Figures 6 and 7 also show the intensification of fluorescence peaks at ex/em coordinates 270/448 and 356/448 nm, labeled here as Peak 1 and Peak 2, respectively. Fluorescence is evident at these ex/em pairings in the unirradiated control sample, but the signal from these two emission features increases significantly with 30 kGy irradiation. Alterations in fluorescence yield at an ex/em pairing of ∼350/450 nm (very close to Peak 2) in metabolically active cells are generally the result of alteration in redox state or production rates of NAD(P)H. Both nicotinamide adenine dinucleotide phosphate (NADP) and nicotinamide adenine dinucleotide (NAD) participate in electron transfer during photosynthesis (Matthijs et al., 1984; Steigenberger et al., 2004). NADH (the reduced form of NAD) donates electrons via the plastoquinone-cytochrome redox complex, and NADPH (the reduced form of NADP) donates electrons to the thylakoid membrane via a dehydrogenase. Pure NADPH has been shown to exhibit an absorption maximum at 340 nm and a maximum of emission at ∼462 nm, but the emission peak shifts to 440 nm when measured in intact microorganisms (Duysens and Amesz, 1957; Palmer et al., 2003). The absorption maximum of the oxidized form, NADP, is shifted to much smaller wavelengths, ∼220 nm (De Ruyck et al., 2007). NADH exhibits a strong fluorescence signal with an excitation maximum at 350 nm and emission peak at 450 nm, whereas the oxidized form, NAD+, does not fluoresce (Kirkpatrick et al., 2005).
In Synechocystis PCC 6803, changes in ambient lighting can produce significant changes in NADPH fluorescence as a function of redox state of the cell. In dark-adapted organisms, exposure to red light produces an initial rapid increase in fluorescence followed by a brief dip in signal strength and then a slower more sustained increase. The changes are interpreted as an initial light-driven rapid NADP reduction phase followed by a period of slower NADPH oxidation by the Calvin cycle (Mi et al., 2000).
Gamma irradiation of Synechococcus PCC 7942 to 1.5 kGy produces a 20-fold increase in intracellular reactive oxygen species that triggers a generalized metabolic response to oxidative stress in any surviving cells (Agarwal et al., 2008).
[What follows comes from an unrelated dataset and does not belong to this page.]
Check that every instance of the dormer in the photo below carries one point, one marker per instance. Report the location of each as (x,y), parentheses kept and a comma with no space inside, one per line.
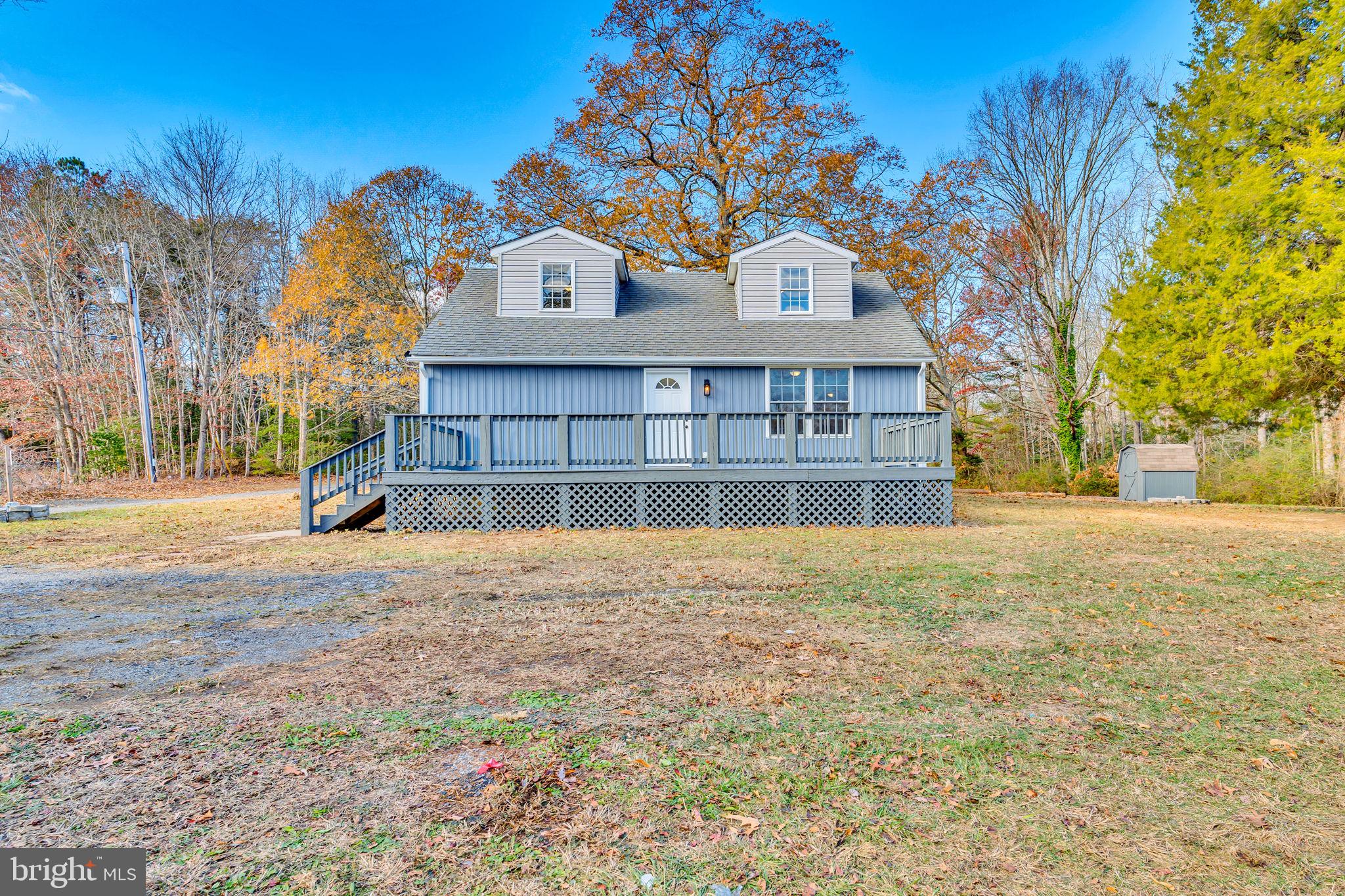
(558,273)
(794,274)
In Synechocystis PCC 6803, a critical metabolic response to oxidative stress is an increase in production of two NADPH-dependent glutathione peroxidase-like proteins, essential antioxidants for the protection of membranes against lipid peroxidation (Gaber et al., 2001, 2004; Latifi et al., 2009). So cellular recovery from radiation-induced oxidative stress involves cycling between reduced and oxidized forms of NAD and NADP and thus changes in fluorescence at an ex/em pairing of ∼350/450 nm. This is very close to Peak 2, observed here to increase over irradiation (as seen in Fig. 6). However, even the lowest ionizing radiation exposure used in this degradation study, 30 kGy, is substantially greater than that sufficient to sterilize the Synechocystis sample (Domain et al., 2004) and even to sterilize a population of the most radiation-resistant organism known, Deinococcus radiodurans (0.0001% survival after 15 kGy; Battista et al., 1999). For this reason, changes in cyanobacterial fluorescence at ∼350/450 nm observed here are not believed to be due to metabolic recovery processes of surviving cells.
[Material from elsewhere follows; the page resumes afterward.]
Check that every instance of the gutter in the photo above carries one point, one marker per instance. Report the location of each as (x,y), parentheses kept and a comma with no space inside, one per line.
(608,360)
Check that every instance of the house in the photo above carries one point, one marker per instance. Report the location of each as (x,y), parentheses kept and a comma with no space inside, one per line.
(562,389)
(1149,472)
In this case, Peak 1 and Peak 2 are believed to be due to cellular degradation products caused by the ionizing radiation, probably derived from phycocyanin or chlorophyll. The molecular structures of phycocyanin and chlorophyll are highly tuned to absorb and re-emit light, which makes them efficient components of the light-harvesting machinery of this photosynthetic organism and thus also intense fluorophores when that excitation energy cannot be dissipated. Radiolytic damage to the rigid molecular structure of either fluorophore would cause a blue-shift in the emission to shorter wavelengths, as explained below.
The common biochemical pathway by which chlorophyll is broken down in senescent leaves and fruit to yield colorless and nonfluorescent tetrapyrrole catabolites has been well characterized (Kräutler, 2008; Moser et al., 2009b). More recently, intense blue fluorescence appearing in halos around dark spots on ripening bananas (Moser et al., 2008, 2009a), and accumulating in the senescent leaves of bananas (Banala et al., 2010) and the Peace Lily (Kräutler et al., 2010), have been studied by spectrofluorometry and the molecules responsible identified by high-performance liquid chromatography and nuclear magnetic resonance.
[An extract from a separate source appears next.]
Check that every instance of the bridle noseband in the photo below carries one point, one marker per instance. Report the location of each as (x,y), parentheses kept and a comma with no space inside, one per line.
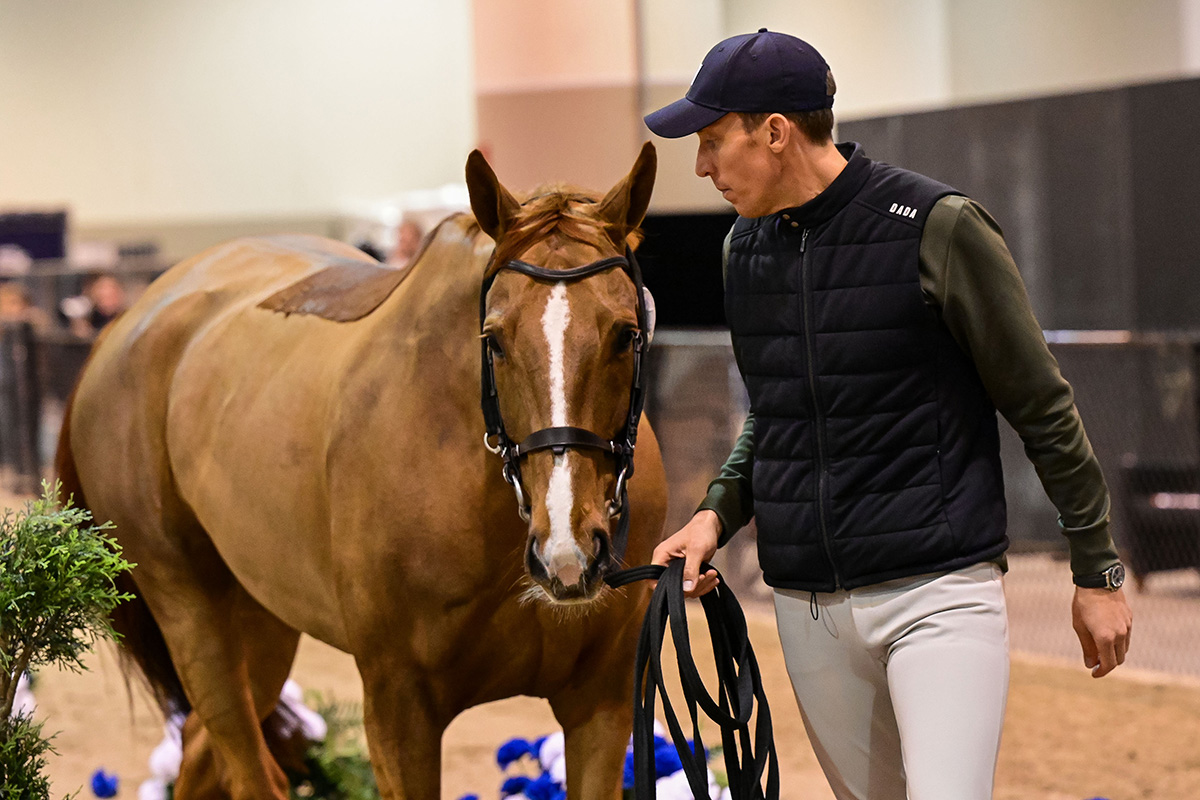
(559,439)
These fluorescent chlorophyll catabolites (FCCs) are intermediates of chlorophyll degradation and are not normally seen in the enzymatically carefully controlled pathway of chlorophyll breakdown in other fruit or leaves (Moser et al., 2008). The FCCs observed in halos on ripening banana skin are particularly persistent and intense, with fluorescence emission peaking near 450 nm and absorption maxima near 317 and 358 nm (Moser et al., 2008). Blue-shifting of emission maximum, that is, from active chlorophyll (∼685 nm) to FCCs (∼450 nm), is caused by changes to the molecular structure such as loss of aromatic rings or conversion of a linear ring system to nonlinear, and reduction in the number of conjugated bonds in a chain (Coble, 1996). The ex/em peak of these FCCs corresponds very well with the fluorescent characteristics of Peak 2 discovered here. Thus, it is believed that the increase in Peak 1 and 2 fluorescent features during irradiation of cyanobacteria is due to the accumulation of chlorophyll radiolytic-degradation products, although further work is needed to confirm this. Some small degree of degraded chlorophyll products is seen in the control sample (panel a in Fig. 6).
After a dose of 60 kGy of gamma rays, the cyanobacteria show even greater signs of molecular degradation. The reflectance and absorbance features of chlorophyll and phycocyanin are both substantially diminished, and absorbance from carotenoids has reached a plateau at its minimum level. It is difficult to quantify the precise absolute percentage decrease in the concentration of the different pigments from the absorption spectra series presented in Fig. 5 because of the rise of the absorbance spectra at shorter wavelengths due to increasing cellular scatter. However, it is clear that the carotenoids (absorption feature at 495 nm) are degraded most rapidly by the ionizing radiation, and the plateau in the graph that shows change in carotenoid absorption (Fig. 5) implies that this pigment has been completely degraded by 60 kGy. This is believed to be due to the antioxidant function of carotenoids and the efficiency with which they react with and remove reactive oxygen species and free radicals (Krinsky, 1989; Edge et al., 1997). Such chemically reactive oxidizing agents are produced by the radiolysis of water and diffuse through the cell (Baumstark-Khan and Facius, 2001). Carotenoids thus serve as the first line of defense in protecting a cell against the oxidizing products of radiation and so are themselves rapidly destroyed.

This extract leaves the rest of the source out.